Je lui sus gré, cependant, de ses louables efforts pour nous délivrer d’un visiteur qui voulut à tout prix, pendant que nous étions à table, nous offrir ses civilités et services, en qualité de compatriote.
Quand sur le sol étranger on rencontre un Anglais, un Russe, un Allemand, un Turc, un Yankee, un Chinois, rien que de très naturel ; mais la vue d’un Français étonne toujours un peu et quand ce Français vient à vous, la bouche en cœur, si le premier mouvement est de lui serrer la main, le second est de serrer son porte-monnaie, car neuf fois sur dix c’est à ce dernier qu’il veut rendre hommage.
Je ne cherche ni à expliquer, ni à excuser cette impression, je la constate simplement.

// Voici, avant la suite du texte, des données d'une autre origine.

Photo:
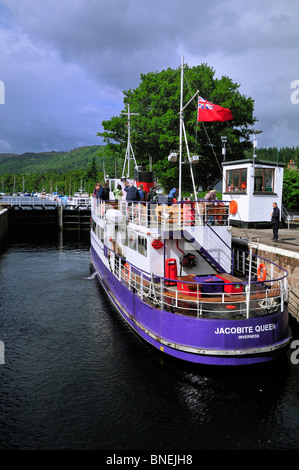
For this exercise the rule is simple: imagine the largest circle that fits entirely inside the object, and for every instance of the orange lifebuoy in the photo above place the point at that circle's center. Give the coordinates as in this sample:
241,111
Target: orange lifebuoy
261,267
233,207
127,272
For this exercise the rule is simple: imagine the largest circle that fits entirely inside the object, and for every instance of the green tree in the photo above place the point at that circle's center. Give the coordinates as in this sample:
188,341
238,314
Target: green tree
290,194
155,131
92,173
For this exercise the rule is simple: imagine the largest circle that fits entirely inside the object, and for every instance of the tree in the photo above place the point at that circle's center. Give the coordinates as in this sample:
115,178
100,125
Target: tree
155,131
92,172
290,194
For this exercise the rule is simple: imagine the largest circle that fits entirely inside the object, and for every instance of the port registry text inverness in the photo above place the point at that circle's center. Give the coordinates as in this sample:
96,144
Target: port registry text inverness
173,460
241,330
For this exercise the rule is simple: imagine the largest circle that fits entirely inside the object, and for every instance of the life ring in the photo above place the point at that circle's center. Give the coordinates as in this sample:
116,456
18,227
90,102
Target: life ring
127,272
261,267
233,207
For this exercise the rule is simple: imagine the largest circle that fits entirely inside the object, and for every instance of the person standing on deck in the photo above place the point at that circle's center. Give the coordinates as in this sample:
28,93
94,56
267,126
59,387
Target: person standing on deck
275,221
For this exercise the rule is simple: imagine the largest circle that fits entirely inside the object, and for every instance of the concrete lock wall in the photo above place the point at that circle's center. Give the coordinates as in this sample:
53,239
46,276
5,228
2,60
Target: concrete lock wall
289,260
3,224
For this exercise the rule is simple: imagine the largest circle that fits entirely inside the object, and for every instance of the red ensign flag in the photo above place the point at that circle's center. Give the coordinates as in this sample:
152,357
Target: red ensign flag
208,111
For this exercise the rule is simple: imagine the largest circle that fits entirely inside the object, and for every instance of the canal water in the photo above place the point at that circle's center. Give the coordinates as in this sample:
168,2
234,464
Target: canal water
76,377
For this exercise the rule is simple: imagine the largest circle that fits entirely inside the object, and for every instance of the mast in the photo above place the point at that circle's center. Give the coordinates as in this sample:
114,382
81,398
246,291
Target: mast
181,128
183,131
129,146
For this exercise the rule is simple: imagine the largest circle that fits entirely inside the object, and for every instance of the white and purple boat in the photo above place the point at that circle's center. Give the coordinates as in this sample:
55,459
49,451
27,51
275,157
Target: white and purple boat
171,272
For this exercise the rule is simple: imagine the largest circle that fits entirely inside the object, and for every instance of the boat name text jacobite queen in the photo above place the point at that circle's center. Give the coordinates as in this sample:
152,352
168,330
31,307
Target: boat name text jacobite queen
245,329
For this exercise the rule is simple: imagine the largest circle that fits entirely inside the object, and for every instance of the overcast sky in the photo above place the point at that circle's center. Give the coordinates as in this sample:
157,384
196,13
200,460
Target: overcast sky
65,63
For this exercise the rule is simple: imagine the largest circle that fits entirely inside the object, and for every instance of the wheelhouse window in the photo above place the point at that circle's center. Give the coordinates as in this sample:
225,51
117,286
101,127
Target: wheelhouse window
142,245
236,180
264,180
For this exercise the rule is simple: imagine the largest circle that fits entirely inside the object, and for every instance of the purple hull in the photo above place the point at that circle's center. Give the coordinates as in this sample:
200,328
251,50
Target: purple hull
199,340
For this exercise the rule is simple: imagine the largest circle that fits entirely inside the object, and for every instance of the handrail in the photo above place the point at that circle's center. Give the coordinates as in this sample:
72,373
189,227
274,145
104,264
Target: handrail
160,291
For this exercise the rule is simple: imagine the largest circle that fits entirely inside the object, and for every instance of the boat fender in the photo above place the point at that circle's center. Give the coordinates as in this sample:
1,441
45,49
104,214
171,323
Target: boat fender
233,207
188,260
263,268
157,244
127,272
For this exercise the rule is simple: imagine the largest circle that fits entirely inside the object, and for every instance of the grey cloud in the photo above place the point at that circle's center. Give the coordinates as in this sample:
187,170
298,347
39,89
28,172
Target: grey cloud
66,63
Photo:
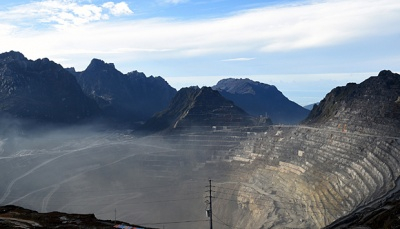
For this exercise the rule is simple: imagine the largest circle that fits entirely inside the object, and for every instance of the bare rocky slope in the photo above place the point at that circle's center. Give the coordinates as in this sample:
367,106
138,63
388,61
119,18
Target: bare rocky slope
344,156
124,98
261,99
41,90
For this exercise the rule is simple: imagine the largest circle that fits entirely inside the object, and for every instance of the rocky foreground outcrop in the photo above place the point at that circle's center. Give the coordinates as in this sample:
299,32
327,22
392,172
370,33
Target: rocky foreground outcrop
17,217
261,99
124,98
344,156
199,107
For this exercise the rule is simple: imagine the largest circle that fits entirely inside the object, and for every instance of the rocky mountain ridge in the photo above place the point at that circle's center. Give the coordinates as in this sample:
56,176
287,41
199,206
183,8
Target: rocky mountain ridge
261,99
198,107
126,98
18,217
41,90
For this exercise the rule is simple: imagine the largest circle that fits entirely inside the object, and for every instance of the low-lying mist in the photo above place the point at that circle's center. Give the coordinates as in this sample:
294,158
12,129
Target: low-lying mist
92,169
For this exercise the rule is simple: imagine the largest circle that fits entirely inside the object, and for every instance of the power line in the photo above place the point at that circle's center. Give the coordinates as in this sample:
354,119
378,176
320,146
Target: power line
175,222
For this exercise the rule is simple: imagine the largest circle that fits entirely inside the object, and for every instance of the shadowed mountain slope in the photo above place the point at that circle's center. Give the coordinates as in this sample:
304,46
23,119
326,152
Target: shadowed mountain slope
41,90
125,98
260,99
195,106
344,157
17,217
375,102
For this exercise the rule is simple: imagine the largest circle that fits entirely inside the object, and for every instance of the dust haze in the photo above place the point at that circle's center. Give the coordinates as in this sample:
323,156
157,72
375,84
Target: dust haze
92,169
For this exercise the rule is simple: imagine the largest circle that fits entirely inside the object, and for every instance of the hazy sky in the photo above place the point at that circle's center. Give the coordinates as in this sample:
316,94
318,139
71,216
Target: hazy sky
305,48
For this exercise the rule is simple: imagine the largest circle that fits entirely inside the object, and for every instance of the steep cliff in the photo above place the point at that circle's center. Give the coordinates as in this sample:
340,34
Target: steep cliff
41,90
126,98
261,99
346,155
195,106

« Señores, nous dit le soir au souper le señor Manuel Fernandez, car tout le monde est seigneur dans ce pays-là, le seigneur français insiste pour vous parler. C’est la quatrième fois qu’il vient. Je l’ai renvoyé ; il ne se lasse pas. C’est un homme persévérant.
— Que nous veut-il ?
— Souhaiter la bienvenue à ses compatriotes.
— Il est bien aimable.
— Tous les Français le sont, señor. »
On ne peut décemment refuser de recevoir un compatriote qui se présente si obstinément pour vous souhaiter la bienvenue.